We need to look at one more thing if you do decide to use this for primary keys, but then we're going to quickly move on and show you how we could use it for potentially, like, an order_number system or something like that. If you are going to use a SERIAL as a primary key, don't. If you're going to use a BIGSERIAL as a primary key, that's fine. You do need to declare it as a primary key. I am not here to tell you that if you have upgraded your Postgres from 9 all the way through, and all of your tables are using BIGSERIAL, that now you need to suddenly change everything. It's fine. You can continue to use BIGSERIAL. That's totally fine. Make sure you declare it as a primary key. That will prevent duplicates from going in there because while the sequence itself will not have duplicates, you can reset a sequence. I wouldn't do that, but you can reset a sequence, and you can also insert a value yourself. Instead of leaving it blank or manually pulling the nextval, you could insert a value yourself, and that might end up being a duplicate, so make sure that you mark it as a primary key.
Let's move on from this primary key nonsense and use a sequence as an order_number generator. Now, CREATE TABLE orders. Ooh, look at that. We'll talk about that later. Order_number is SERIAL, and then we have some other stuff in here, and so we can go ahead and create that table, and then, so you don't have to watch me type it, I'm going to paste this in, but importantly, we are, let's look at this again, so we have order_number there and id there, but we don't insert either of those things because both of those are going to have default values that are, in fact, autoincrementing, and so we can run that, and if we read this back, select * from orders, we see we have an order_number and an id. In this case, they're totally identical. You could change the start number of the sequence. We'll look at sequences in probably the next video, but at least a future video.
You could change the start number of the sequence and potentially your ids, they might be you uuids. They might not be autoincrementing integers, and so you might want something pretty to show your customers. That would be totally fine. There is a world in which you could just create a generated column to create an order_number, and I love generated columns, so anytime I can use a generated column, I'm going to do that. Now, one last thing that I want to show you is, and we'll look at this a little bit more in the querying section, but I want to show you this, if we INSERT INTO orders, we insert this order right here. It is kind of a bummer that we then have to turn around and do a select to get those autogenerated values back out, but, in fact, we don't have to do that, so using Postgres, we have this RETURNING keyword, and we can say RETURNING id or order_number, and that will give that back to you.
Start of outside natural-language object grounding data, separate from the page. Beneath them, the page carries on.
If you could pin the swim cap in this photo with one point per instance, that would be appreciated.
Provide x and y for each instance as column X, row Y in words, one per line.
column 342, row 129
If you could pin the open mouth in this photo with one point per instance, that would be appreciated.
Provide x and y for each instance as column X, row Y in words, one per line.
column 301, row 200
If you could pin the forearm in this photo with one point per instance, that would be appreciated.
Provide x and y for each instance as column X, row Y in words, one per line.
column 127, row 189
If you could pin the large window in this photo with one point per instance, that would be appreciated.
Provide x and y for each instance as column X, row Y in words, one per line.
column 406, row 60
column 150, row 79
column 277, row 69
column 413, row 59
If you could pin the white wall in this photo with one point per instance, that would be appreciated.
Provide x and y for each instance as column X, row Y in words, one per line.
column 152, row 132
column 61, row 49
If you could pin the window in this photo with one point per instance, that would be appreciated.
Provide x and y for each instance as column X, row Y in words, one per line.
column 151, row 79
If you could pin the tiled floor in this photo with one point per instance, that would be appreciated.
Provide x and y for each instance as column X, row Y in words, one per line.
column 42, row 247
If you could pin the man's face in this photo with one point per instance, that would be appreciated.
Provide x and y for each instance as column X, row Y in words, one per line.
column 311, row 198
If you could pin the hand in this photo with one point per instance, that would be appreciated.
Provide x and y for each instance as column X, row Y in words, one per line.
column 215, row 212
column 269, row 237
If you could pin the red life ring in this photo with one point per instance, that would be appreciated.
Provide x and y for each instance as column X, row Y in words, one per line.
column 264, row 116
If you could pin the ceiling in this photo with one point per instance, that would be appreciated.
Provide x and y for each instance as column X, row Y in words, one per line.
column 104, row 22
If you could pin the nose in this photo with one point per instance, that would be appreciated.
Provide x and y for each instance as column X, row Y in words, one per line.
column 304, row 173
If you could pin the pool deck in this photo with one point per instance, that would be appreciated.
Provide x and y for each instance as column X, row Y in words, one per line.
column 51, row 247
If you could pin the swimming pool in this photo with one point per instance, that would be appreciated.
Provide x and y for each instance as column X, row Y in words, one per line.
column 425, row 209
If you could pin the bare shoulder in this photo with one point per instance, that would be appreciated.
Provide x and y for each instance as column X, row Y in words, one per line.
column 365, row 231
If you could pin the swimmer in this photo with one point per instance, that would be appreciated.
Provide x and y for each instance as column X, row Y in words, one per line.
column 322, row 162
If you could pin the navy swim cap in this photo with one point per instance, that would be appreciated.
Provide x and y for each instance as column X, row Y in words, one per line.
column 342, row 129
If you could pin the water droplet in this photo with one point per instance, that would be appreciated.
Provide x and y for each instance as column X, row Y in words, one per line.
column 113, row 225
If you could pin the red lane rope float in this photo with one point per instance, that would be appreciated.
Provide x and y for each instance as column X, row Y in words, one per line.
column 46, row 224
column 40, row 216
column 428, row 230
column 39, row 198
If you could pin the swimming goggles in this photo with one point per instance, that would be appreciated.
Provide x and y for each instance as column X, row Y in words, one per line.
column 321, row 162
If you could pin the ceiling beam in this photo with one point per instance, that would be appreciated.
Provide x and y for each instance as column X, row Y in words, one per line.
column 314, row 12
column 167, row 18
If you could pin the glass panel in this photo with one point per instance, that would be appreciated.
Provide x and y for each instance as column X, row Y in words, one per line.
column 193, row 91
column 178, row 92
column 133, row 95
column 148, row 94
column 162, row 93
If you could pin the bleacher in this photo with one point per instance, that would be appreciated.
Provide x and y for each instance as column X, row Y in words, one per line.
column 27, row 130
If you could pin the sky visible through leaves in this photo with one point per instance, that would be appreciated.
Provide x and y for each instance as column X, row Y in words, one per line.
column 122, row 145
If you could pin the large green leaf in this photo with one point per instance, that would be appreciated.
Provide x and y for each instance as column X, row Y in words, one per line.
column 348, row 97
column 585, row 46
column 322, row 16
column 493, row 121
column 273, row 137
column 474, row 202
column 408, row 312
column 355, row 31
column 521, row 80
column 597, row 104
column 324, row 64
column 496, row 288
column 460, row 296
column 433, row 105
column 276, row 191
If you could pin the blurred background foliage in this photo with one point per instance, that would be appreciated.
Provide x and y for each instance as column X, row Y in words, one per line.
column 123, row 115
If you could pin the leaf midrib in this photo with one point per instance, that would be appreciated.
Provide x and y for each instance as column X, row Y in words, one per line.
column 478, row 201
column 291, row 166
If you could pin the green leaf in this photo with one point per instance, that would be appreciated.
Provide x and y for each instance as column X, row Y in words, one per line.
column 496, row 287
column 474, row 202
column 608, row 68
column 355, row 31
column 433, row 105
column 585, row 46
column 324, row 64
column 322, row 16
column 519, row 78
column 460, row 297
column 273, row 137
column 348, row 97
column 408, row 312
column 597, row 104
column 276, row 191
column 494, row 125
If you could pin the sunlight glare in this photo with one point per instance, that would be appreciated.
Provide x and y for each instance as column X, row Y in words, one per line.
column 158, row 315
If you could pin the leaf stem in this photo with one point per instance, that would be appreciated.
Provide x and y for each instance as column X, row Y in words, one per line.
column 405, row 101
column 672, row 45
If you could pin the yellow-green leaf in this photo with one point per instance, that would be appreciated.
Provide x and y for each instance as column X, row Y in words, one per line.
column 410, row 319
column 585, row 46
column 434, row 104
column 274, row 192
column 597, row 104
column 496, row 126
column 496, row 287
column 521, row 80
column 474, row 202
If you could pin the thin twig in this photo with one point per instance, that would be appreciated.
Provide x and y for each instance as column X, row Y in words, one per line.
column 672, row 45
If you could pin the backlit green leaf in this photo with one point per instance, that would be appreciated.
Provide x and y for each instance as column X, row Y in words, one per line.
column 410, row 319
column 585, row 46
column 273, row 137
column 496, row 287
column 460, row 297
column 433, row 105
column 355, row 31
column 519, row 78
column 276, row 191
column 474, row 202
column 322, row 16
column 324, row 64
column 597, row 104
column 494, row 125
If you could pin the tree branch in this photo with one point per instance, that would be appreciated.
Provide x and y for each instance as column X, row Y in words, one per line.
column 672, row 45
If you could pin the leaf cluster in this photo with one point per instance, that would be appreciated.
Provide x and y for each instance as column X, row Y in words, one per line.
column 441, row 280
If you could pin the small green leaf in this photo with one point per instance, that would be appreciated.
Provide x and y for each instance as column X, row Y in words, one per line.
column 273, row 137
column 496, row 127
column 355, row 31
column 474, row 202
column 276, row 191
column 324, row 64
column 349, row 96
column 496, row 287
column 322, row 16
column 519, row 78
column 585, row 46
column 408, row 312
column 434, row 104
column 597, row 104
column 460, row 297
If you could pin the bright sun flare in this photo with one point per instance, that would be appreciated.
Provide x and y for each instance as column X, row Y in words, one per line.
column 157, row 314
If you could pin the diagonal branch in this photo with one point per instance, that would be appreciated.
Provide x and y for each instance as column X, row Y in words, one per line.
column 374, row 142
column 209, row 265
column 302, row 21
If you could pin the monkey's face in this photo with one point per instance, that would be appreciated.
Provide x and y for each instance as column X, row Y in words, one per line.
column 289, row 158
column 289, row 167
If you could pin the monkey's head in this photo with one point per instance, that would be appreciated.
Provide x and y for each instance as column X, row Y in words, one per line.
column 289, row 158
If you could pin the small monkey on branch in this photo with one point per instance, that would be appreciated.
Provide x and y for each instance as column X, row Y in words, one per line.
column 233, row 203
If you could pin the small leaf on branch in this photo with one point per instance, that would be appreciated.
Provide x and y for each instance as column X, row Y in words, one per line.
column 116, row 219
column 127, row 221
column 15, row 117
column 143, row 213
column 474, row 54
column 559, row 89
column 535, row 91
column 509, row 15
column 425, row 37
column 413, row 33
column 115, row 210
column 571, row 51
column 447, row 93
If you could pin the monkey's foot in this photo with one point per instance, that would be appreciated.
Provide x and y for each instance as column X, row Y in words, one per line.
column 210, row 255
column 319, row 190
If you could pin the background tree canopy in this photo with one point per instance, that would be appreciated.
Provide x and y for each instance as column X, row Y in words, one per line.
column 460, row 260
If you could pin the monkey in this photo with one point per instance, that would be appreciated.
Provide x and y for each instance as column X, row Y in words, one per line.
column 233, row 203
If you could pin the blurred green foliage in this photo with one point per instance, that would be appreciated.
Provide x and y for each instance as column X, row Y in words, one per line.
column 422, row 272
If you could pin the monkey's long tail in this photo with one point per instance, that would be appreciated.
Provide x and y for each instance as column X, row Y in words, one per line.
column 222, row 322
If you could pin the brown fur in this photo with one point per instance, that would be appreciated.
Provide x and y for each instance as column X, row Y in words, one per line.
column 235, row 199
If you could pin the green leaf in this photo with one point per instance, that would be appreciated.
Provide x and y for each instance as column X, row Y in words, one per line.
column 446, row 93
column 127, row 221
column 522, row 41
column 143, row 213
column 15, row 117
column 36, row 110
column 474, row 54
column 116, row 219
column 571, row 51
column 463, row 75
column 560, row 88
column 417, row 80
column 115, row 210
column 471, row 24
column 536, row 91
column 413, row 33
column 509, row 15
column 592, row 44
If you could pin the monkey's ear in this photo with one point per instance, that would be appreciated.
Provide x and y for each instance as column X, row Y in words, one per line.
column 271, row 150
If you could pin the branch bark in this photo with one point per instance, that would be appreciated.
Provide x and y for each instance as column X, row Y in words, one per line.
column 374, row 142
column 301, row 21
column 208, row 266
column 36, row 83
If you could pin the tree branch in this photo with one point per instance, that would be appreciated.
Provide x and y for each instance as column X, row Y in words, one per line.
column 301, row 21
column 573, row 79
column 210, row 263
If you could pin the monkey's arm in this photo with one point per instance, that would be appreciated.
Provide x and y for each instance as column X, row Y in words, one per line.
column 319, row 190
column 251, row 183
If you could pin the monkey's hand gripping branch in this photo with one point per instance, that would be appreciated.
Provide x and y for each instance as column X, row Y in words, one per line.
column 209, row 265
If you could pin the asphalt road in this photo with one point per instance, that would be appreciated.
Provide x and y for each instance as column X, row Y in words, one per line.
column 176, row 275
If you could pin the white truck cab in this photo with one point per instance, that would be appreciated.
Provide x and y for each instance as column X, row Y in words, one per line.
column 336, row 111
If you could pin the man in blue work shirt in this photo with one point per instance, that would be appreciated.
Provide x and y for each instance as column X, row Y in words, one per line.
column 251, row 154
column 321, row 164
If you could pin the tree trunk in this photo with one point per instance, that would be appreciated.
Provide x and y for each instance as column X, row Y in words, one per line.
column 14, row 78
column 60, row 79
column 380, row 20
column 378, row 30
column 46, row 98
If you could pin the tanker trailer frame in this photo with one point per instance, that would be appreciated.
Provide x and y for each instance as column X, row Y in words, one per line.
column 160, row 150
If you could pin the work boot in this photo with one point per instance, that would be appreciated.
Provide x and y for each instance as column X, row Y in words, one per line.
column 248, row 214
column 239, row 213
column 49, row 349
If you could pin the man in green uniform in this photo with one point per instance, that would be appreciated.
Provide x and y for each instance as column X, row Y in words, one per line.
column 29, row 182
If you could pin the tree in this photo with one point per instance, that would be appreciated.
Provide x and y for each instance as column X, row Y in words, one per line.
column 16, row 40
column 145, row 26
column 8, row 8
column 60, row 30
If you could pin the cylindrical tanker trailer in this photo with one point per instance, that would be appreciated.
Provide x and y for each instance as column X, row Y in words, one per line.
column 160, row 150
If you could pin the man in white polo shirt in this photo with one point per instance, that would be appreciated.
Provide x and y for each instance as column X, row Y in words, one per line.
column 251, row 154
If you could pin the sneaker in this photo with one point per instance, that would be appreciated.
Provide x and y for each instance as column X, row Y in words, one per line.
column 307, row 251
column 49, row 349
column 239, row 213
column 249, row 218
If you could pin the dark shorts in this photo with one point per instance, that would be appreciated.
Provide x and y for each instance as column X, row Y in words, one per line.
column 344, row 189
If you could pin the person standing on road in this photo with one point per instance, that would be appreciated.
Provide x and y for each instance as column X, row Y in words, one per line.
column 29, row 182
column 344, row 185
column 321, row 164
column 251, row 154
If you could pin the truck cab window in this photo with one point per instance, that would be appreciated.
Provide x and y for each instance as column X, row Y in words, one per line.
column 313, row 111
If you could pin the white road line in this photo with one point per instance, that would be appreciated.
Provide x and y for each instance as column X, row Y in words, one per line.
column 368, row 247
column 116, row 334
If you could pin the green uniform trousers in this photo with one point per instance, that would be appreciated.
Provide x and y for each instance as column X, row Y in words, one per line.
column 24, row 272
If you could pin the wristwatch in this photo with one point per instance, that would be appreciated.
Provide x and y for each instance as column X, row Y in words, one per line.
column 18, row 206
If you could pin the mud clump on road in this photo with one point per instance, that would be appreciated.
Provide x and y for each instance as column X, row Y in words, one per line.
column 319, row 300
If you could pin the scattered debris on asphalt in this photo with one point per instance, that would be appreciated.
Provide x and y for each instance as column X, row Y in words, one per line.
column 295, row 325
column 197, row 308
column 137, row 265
You can send it over from your application as one query and then get that autogenerated stuff back. In fact, you could get the entire row back, which is quite nice so that you don't have to make a round trip because how would you even do that? This may not be a unique set of data, and so using that RETURNING is a very nice way to deal with autogenerated values, either from primary keys or from sequences.
Let's look at sequences a little bit more in-depth in the next video.